Zostaliśmy pozostawieni na stacji Poznań Wschód bez żadnej informacji oprócz takiej, iż pociąg nie odjedzie, bo konduktor skończył pracę – mówi pani Angelika. Pociąg był opóźniany po drodze. Jest to niepoważne, żeby w takich godzinach, gdzie większość osób dojeżdża do szkoły lub pracy zdarzały się takie sytuacje. Do pozostałych pociągów ciężko było się przesiąść, ponieważ były przepełnione.
Jak informuje nas inny Czytelnik, na stacji w Kobylnicy pociąg był przepełniony do tego stopnia, że nie chciały się zamknąć drzwi wejściowe. Niestety na Poznań Wschód maszynista przekroczył czas pracy i nie ruszył dalej. Nie poinformowano o tym pasażerów, z których znaczna część spóźniła się tego dnia do pracy.

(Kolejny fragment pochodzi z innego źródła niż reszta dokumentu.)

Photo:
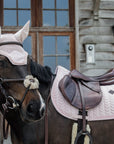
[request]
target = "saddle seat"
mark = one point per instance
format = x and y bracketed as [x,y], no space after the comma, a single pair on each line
[105,79]
[80,90]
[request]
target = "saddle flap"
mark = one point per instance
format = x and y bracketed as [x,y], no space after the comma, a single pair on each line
[67,88]
[71,92]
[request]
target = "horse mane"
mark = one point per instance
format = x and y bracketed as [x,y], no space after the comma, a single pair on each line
[42,73]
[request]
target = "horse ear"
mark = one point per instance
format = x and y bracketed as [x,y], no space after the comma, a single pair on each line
[22,34]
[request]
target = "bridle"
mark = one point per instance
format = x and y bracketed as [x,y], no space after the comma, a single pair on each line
[10,102]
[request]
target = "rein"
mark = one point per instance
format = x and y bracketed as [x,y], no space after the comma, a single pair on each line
[11,43]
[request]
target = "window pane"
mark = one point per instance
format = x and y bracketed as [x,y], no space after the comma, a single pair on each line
[48,3]
[62,4]
[10,18]
[48,45]
[24,16]
[62,18]
[9,3]
[23,3]
[51,62]
[64,61]
[27,45]
[48,18]
[63,45]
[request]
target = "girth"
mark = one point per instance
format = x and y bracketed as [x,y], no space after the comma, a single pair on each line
[84,93]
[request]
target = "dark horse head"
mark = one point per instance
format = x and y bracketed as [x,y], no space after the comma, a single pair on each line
[19,91]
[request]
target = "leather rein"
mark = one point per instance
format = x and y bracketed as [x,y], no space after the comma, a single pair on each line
[10,102]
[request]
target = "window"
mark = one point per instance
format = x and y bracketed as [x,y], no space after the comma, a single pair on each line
[16,12]
[51,38]
[55,13]
[57,49]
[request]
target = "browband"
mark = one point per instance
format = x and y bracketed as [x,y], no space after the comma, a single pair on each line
[11,43]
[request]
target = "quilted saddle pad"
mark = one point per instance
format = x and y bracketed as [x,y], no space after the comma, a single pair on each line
[104,111]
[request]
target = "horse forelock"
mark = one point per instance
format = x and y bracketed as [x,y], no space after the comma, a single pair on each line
[43,74]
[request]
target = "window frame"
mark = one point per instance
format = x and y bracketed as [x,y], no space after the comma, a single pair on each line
[37,30]
[72,45]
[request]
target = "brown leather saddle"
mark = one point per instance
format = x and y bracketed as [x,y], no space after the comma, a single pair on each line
[84,92]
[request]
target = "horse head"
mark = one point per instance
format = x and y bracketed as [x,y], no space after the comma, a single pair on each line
[19,90]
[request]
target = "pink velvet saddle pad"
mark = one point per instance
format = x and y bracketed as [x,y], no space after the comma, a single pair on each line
[104,111]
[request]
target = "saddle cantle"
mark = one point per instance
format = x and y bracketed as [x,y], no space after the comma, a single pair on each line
[77,85]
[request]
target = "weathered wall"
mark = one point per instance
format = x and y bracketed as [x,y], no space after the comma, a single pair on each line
[97,32]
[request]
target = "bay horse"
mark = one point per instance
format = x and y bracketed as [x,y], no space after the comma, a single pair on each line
[59,127]
[20,99]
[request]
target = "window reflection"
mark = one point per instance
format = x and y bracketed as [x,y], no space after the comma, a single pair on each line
[27,45]
[56,13]
[10,18]
[9,3]
[62,4]
[56,51]
[16,12]
[48,18]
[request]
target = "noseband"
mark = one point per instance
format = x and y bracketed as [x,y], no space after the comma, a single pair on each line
[29,81]
[10,102]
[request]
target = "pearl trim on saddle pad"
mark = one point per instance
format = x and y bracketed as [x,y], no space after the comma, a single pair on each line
[104,111]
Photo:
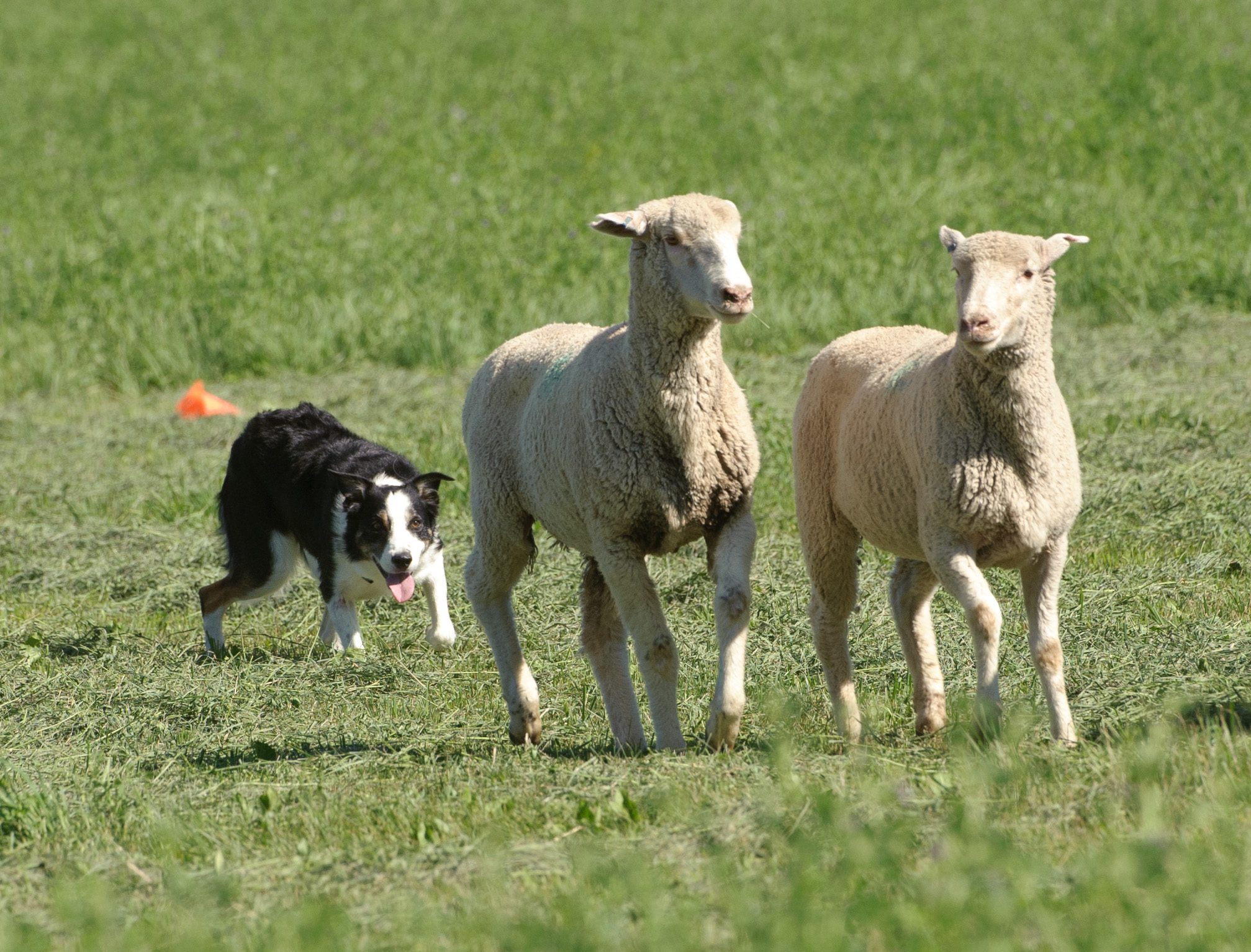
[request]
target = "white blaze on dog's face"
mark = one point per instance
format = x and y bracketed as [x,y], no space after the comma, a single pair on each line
[392,524]
[997,277]
[695,238]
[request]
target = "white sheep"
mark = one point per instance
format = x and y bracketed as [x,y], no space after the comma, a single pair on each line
[625,442]
[955,453]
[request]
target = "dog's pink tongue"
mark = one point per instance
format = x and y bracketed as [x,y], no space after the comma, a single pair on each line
[400,586]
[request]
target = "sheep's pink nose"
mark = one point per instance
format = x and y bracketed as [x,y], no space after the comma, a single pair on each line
[975,323]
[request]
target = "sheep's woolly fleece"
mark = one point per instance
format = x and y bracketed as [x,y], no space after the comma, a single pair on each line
[625,442]
[931,446]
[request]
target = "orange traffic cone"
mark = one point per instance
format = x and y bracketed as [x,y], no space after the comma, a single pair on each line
[198,402]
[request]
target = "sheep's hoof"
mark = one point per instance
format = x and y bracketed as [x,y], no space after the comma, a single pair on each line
[722,731]
[526,728]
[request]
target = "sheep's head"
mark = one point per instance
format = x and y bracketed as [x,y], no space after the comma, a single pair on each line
[693,240]
[1000,281]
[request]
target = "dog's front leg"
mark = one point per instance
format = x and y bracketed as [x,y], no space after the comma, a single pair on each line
[440,633]
[341,616]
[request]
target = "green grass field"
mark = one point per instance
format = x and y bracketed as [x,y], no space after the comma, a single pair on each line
[353,203]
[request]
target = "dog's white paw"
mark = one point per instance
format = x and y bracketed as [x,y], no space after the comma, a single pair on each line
[441,637]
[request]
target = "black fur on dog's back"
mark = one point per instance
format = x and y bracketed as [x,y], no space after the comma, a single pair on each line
[284,474]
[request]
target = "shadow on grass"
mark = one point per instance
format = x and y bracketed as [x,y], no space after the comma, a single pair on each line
[1234,715]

Zwróciliśmy się w tej sprawie z zapytaniem prasowym do rzecznika POLREGIO. Czekamy na odpowiedź.
3 komentarze
jak miał prawo niech zaczną robić godne warunki pracy a nie gadać trzeba sie uczyć czasem człowiek ma niegodne warunki musi w syfie prracować dlatego że inn muszą mieć luksusy i supre samochody służbowe gardze ludzmi z wyższymi stanowiskami co nie sznują robola
Dlaczego artykuł został zilustrowany zdjęciem pociągu innej spółki? Tak cięzko było znaleźć fotkę pociągu polregio
Maszynista pracuje 12 godzin?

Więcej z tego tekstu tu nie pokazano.